Bruce places the bacon onto a bed of crisp lettuce and fresh tomato and some kind of bread that she doesn’t know the name of but looks fancier and more delicious than the kind of cheap pre-sliced white bread she normally gets for herself, and slides the plate over to her. For a moment she lets her carefully crafted poker face slip and beams at him as she grabs the BLT.
She’s used to people doing her favors only because they want something in return, knows that most kindness comes with strings attached, but Bruce isn’t like that. She bites into her sandwich content with the knowledge that it was freely given, that she doesn’t have to worry about what he expects back from her. You can’t always count on that in her world, but she knows she can count on this boy. This boy who’s willing to cook for her when she shows up out of the blue to harass him, this boy who came into her life by chance and turned everything she’s ever known on its head since then, this boy that she…that she lo-
She can’t finish the thought. Can’t fully form it in her head. But it’s there, just the same. She feels it like it’s something physical, and she knows it like a fact. It’s scary and exhilarating all at once, like the first time she ever jumped from one roof to another. She remembers the exact moment she was first airborne, and it felt like time had slowed down and suspended her in the sky, and then how it felt like she was falling, even though she was really just landing. She had wanted to scream and laugh all at once and her heart had pounded in her chest and a smile had spread across her face because she’d never felt so alive.
That’s how Bruce makes her feel. She glances up from the sandwich to him, to find that he’s watching her with a slight smile on his lips and softness in his eyes. He has no business looking at her like that, she thinks. Gazes like that are meant for girls who are made of silk and softness and light, not girls like her who are made of sharp edges and dark nights and who literally wear claws at the tips of their fingers.
And yet he is looking at her like that. And there it is again, her heart pounding in her chest like she’s making her first jump again, and there’s something electric in her blood and a smile that’s threatening to spill across her face.
He cocks his head, and his eyes search hers. “What are you thinking about?” he asks.
She’s thinking that the world is full of rotten luck and unhappy endings. She’s thinking that the entire city is a flaming wreck, but if she’s happened to meet him and they’ve managed to stay in each other’s lives this long and he looks at her like that, maybe it’s proof that there are miracles after all.

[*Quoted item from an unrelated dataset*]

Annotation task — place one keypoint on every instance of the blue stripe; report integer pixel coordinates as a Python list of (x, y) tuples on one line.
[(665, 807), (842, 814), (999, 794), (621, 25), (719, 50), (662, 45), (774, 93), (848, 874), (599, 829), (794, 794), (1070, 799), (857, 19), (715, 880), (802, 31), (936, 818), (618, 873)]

But she doesn’t say that. Doesn’t say she sometimes feels like he’s the only good thing left in the sordid city. Doesn’t say that he feels like a light in the dark.
It’s too soft, too open, too vulnerable. Three things she’s never been and frankly doesn’t see the point in being. Girls like her had more in common with feral cats than they ever did with doves.
“I was remembering my first jump,” she says instead, pausing to lick some bacon grease off her thumb. “That feeling you get where you feel yourself falling, and it’s amazing, you know?”
He smiles. “Yeah,” he says, and from the way he’s staring at her, she wonders if he’s not strictly talking about rooftops either, just like she wasn’t. “I know the feeling.”